O decreto de calamidade pública no Estado do Rio gerou repercussão imediata na imprensa internacional. O jornal inglês “The Guardian” destacou que o pedido de apoio ao governo federal se soma a uma “longa lista de problemas, que inclui o impeachment da presidente, a mais profunda recessão nas últimas décadas, o maior escândalo de corrupção que se tem notícia, a epidemia zika e uma onda de greves e ocupações de prédios do governo”.

Já o americano “Washington Post” afirmou que o decreto surpreendeu muita gente e que os Jogos Olímpicos serão realizados em meio ao “julgamento de impeachment da presidente afastada Dilma Rousseff, à epidemia do vírus zika e à recessão econômica”.

O decreto também foi noticiado pelos sites da agência de notícias Reuters, do jornal americano “The New York Times”, do espanhol “El País”, e das redes de TV Al Jazeera, CNN e BBC.

De acordo com a reportagem da Reuters, a previsão de déficit nas contas estaduais este ano é de R$ 19 bilhões, e a perspectiva é que o valor se mantenha perto desse patamar pelo menos até 2020.

O “El País” ressaltou que o governo não especificou quais medidas serão tomadas para contornar a crise. Os especialistas ouvidos pelo jornal espanhol disseram que a hipótese mais provável é que o decreto sirva para justificar uma injeção extra de recursos do governo federal durante o período de restrição fiscal.

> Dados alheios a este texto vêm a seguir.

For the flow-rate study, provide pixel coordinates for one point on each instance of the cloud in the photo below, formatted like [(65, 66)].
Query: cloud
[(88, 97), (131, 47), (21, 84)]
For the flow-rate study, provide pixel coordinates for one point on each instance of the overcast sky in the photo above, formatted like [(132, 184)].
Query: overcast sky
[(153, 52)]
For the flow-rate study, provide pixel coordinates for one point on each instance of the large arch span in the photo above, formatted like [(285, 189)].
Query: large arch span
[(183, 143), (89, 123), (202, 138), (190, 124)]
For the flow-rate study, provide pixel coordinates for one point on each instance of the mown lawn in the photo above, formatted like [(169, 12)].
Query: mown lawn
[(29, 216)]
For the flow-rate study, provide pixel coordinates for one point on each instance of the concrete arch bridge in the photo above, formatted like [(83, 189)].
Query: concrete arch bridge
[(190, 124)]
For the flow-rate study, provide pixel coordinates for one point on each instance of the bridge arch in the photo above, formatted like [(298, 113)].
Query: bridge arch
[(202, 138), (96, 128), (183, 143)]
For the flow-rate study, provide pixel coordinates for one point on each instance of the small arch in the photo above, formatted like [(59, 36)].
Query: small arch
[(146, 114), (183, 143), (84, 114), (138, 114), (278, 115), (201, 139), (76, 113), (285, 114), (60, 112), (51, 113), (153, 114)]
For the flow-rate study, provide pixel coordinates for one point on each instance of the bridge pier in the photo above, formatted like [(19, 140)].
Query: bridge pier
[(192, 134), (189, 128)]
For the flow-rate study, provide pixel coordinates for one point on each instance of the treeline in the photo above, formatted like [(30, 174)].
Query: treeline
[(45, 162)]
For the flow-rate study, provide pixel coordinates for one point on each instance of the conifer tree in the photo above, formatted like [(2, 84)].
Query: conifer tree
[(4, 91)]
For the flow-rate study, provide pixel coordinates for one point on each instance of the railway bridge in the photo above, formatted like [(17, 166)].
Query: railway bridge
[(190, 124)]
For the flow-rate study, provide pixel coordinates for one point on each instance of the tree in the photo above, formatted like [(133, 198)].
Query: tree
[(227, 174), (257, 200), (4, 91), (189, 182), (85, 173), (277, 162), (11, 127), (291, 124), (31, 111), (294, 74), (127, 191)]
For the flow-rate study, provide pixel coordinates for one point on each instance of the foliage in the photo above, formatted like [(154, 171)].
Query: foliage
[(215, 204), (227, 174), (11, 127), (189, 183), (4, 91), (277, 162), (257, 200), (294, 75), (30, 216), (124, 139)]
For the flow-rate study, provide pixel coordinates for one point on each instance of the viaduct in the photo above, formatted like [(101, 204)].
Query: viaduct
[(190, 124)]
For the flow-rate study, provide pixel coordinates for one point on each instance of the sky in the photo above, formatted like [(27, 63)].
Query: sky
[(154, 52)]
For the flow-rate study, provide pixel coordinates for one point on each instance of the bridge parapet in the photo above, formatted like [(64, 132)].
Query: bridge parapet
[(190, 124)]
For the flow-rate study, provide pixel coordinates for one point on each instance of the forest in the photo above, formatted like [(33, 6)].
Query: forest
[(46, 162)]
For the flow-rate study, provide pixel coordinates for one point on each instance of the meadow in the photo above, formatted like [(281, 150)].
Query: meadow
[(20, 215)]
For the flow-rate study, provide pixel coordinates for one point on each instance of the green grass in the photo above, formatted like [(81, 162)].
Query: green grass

A Al Jazeera destacou as ocupações, protestos e manifestações de servidores por causa da situação financeira do estado, e citou o rebaixamento da classificação da dívida do Rio pela Agencia Fitch Ratings. A BBC também comentou que funcionários e pensionistas do estado estão com salários atrasados, e que hospitais e delegacias foram gravemente afetados pela crise. Já a CNN lembrou que o estado, rico em petróleo, foi especialmente atingido pela queda dos preços das commodities.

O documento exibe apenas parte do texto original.